EVen if scaling might be an issue, there's still the issue of "do we go IOCP right away even though we don't need it, or can we aford a simple implementation now and a possible entire rewrite to IOCP somewhere in the future).
Scaling doesn't stop with network IO alone, as your needs for higher throughput and/or more simultaneous connections go up, you can compensate that in part with better hardware, but EVERY aspect of your design can end up being the bottleneck.

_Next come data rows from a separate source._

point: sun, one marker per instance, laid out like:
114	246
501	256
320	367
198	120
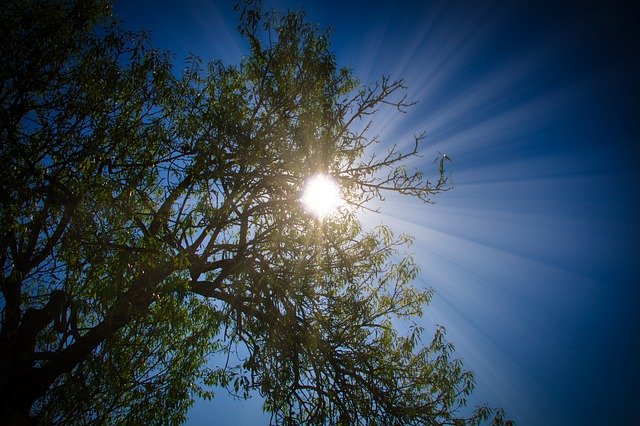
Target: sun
321	196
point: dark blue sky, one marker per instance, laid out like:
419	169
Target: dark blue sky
535	254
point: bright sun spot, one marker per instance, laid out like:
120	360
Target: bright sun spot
321	195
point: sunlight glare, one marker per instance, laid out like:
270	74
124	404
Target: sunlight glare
321	196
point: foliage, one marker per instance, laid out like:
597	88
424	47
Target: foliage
151	220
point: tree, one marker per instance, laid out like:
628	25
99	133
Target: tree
151	220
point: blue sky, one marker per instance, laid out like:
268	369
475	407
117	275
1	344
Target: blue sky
534	255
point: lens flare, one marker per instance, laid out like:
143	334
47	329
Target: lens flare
321	196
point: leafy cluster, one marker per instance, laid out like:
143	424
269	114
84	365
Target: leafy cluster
151	220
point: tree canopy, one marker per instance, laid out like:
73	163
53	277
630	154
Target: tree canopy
151	220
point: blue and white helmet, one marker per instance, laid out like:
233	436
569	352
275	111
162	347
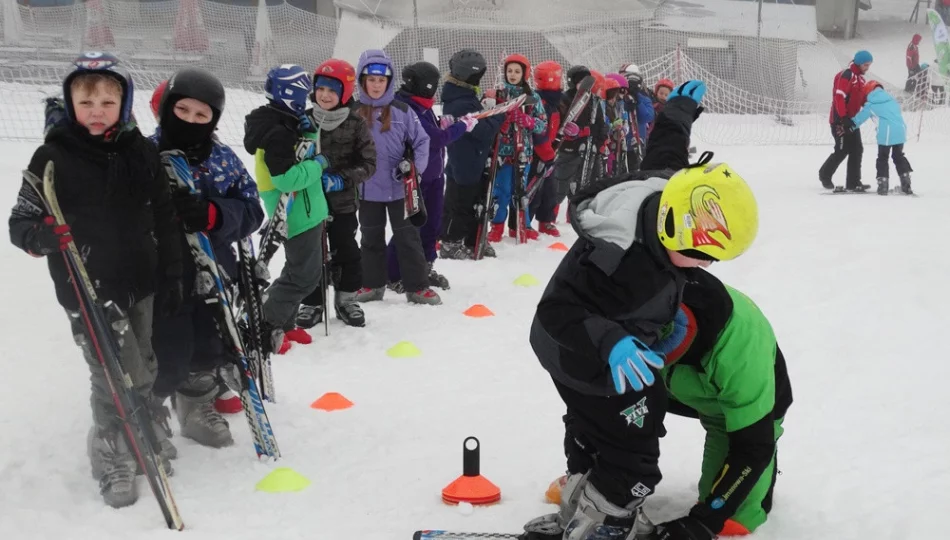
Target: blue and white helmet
288	86
107	64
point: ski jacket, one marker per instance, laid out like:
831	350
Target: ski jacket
470	153
723	366
116	199
543	143
385	185
352	154
617	279
271	136
849	94
439	139
891	128
506	145
223	181
597	131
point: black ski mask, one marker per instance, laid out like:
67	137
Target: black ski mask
193	139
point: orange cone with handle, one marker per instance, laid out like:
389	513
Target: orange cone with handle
471	487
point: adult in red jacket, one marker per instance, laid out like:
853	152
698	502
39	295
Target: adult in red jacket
847	101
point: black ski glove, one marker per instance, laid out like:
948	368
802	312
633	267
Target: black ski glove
194	213
46	238
171	294
684	528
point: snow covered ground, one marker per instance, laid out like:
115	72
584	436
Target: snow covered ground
853	285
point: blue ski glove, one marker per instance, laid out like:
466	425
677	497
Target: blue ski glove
694	90
332	183
630	361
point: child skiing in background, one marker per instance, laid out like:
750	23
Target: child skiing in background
393	126
530	120
282	139
607	303
548	85
227	208
420	83
891	136
465	186
114	192
347	143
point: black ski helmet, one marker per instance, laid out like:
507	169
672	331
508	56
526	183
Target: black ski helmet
196	84
421	79
106	64
468	66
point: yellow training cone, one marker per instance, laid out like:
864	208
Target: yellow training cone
403	349
281	480
526	280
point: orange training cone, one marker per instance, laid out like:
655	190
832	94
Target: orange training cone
478	310
331	401
471	487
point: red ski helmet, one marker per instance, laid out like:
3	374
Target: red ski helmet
525	65
548	75
157	98
340	70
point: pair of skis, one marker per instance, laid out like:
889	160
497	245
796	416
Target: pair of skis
210	284
105	324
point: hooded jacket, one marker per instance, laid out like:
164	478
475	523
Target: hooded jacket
271	136
468	155
116	200
891	128
405	129
617	279
439	139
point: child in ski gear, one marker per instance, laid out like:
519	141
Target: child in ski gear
114	193
569	164
394	128
346	141
547	84
468	157
227	208
287	158
640	110
610	298
723	367
891	135
420	83
522	122
848	99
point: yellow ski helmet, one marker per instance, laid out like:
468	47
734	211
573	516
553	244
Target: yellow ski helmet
708	209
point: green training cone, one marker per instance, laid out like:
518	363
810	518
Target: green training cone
403	349
281	480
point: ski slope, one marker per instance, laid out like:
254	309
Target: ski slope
854	285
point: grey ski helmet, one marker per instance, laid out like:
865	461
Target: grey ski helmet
468	66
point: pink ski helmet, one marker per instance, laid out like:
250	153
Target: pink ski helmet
621	80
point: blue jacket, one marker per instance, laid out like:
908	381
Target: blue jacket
224	181
467	156
891	129
439	139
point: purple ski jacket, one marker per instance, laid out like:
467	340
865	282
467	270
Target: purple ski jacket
405	127
439	139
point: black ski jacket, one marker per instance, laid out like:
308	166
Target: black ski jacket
617	279
116	199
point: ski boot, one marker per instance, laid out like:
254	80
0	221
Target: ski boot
882	185
348	309
905	184
436	279
196	415
309	316
112	465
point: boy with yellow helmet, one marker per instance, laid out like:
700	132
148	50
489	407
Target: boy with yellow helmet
607	304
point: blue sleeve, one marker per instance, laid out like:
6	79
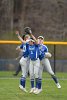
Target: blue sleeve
46	49
21	47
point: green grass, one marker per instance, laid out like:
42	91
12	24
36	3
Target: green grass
9	88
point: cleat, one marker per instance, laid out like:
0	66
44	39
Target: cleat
22	88
58	85
38	91
32	90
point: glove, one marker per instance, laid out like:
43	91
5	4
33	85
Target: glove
27	30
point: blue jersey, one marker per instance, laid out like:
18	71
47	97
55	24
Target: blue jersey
25	49
33	52
42	49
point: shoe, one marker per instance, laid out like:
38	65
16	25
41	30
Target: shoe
58	85
32	90
38	91
22	88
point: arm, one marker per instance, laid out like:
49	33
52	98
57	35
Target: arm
19	37
48	55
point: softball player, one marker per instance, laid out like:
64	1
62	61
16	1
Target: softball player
34	64
23	61
45	61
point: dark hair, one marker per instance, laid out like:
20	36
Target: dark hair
23	36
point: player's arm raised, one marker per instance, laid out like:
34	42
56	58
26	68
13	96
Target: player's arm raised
19	37
48	55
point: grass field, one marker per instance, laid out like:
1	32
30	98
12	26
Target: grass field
9	88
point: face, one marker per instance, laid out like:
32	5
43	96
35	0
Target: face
40	41
31	43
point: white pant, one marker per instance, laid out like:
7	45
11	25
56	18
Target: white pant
24	66
45	63
34	68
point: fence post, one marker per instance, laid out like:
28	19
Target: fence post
54	58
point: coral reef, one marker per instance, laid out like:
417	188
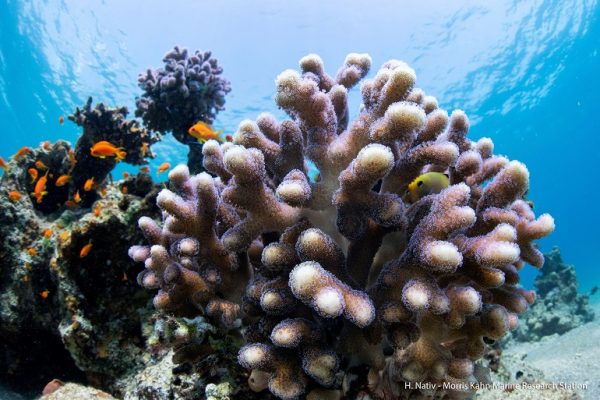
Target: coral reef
558	307
340	285
102	123
80	313
188	89
55	177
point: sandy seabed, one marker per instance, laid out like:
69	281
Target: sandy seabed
556	367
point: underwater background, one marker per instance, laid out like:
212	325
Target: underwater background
526	73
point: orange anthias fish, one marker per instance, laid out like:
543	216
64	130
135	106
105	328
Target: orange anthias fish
40	165
89	184
105	149
33	173
40	188
163	167
22	151
85	250
72	156
14	196
204	132
3	164
62	180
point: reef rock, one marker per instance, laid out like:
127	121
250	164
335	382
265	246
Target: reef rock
558	307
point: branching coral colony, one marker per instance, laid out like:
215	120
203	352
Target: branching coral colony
340	272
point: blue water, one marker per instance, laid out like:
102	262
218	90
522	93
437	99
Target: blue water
526	72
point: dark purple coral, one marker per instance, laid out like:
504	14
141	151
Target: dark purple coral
188	89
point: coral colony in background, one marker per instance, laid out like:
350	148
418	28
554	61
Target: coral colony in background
385	275
187	90
372	264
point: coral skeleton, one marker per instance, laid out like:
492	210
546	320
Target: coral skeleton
325	274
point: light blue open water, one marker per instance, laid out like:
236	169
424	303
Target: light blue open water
526	72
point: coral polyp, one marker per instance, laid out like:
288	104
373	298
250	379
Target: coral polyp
346	269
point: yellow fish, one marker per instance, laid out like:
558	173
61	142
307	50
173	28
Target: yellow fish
204	132
428	183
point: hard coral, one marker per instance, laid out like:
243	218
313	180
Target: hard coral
340	272
102	123
188	89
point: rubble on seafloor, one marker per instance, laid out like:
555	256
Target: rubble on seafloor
559	307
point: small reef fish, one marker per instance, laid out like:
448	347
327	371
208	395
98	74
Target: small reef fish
3	164
62	180
40	188
105	149
22	151
204	132
33	173
85	250
14	196
426	184
39	164
72	156
163	167
89	184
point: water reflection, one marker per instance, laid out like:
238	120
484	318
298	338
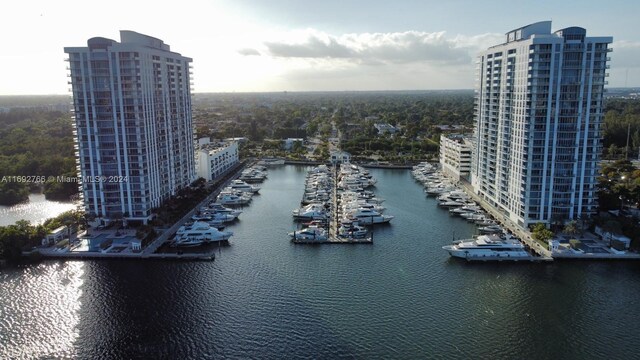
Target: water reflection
39	308
37	210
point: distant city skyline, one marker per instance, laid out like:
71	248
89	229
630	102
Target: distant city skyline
284	45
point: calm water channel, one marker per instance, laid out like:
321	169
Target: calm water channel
263	297
36	210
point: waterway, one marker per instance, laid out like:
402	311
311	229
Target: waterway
263	297
36	210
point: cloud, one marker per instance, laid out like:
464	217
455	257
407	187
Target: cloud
249	52
625	54
384	48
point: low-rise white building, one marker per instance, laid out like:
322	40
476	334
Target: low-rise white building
216	159
455	156
384	128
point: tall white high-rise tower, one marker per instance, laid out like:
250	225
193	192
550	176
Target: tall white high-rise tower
134	131
537	135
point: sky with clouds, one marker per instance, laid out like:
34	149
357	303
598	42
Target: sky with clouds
297	45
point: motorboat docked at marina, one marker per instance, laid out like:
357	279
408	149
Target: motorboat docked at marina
310	233
199	232
314	211
488	246
368	216
243	186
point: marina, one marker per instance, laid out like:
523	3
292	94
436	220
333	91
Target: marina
460	200
338	207
401	295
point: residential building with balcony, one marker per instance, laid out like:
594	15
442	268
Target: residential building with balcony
538	123
216	159
133	125
455	156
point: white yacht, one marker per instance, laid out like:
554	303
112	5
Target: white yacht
219	208
489	229
310	212
198	233
488	246
369	216
231	198
310	233
243	186
348	229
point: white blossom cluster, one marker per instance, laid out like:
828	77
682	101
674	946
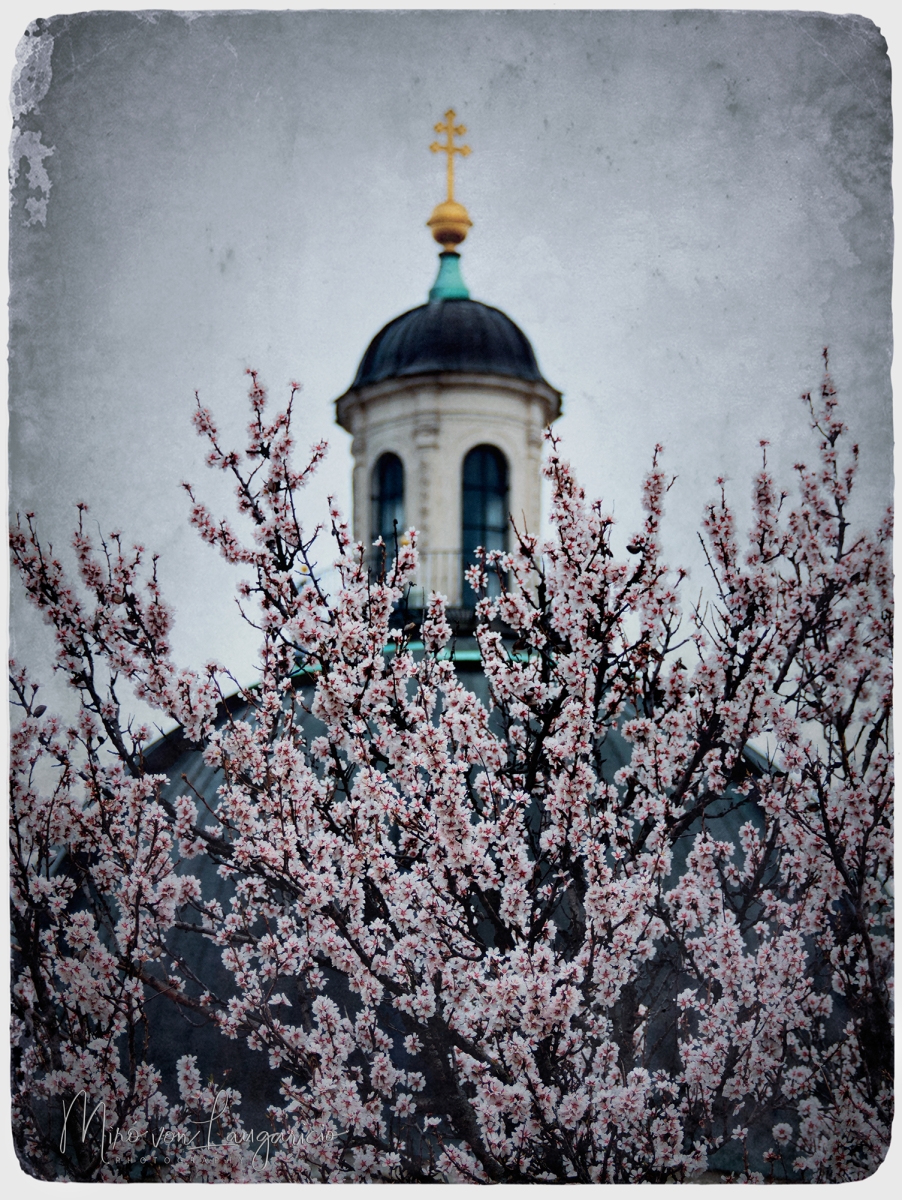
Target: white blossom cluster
551	970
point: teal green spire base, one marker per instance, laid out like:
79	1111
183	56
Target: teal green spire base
449	283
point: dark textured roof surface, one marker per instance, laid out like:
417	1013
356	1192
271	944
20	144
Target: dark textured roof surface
449	335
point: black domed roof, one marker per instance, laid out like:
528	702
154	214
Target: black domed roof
449	335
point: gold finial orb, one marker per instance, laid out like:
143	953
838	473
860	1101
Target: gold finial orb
450	222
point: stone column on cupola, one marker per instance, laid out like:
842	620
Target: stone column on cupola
446	413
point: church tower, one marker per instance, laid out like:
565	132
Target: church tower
446	413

Improving hardware is often the "cheap" way out of bottlenecks since software development (and especially high end optimisations) takes time and is quickly more expensive.
If your application does a lot of database access, then your bottleneck might be there so you'll need to find a better database system, possibly a database cluster.
If you do disk io, then disk might be a bottleneck, maybe you need SSD's, and/or raid striping, or means to reduce/improve disk i/o.
you could have a problem of excessive memory use (install more memory, or find ways to conserve memory),
excessive memory allocation could be a bottleneck (multiple heaps, memory pooling, or one of many other ways to deal with that, or... simply don't do as many allocations and find ways to group them into a single (de)allocation, maybe changing to a better type of container for the data needs).
Your problem could be calculations (need more CPU cores, or more optimized calculation routines)
There's no point in trying to take "the best" approach for each part of your design, you identify the parts that are the bottleneck and improve there.
If your entire IOCP based app only does a handfull of (de)allocations per second, then the best (and possibly most complex) memory management method will not help you any one bit.
The thing is... If you have a problem that's "big enough" to need IOCP, then you'll likely have several other key parts of your software that will need attention to keep up with the network IO. memory management COULD be one of them, it could not be, it depends what you're doing with the network data.
But there are cases where the difference is near zero or certainly not big enough to warrant the extra complexity/programming time.
As for streaming... It all depends on the speed/throughput/data size and expectations towards guaranteed delivery, and server CPU/memory/disk usage.
The closer expectations come to the physical limits of the hardware, the better your programming will need to be.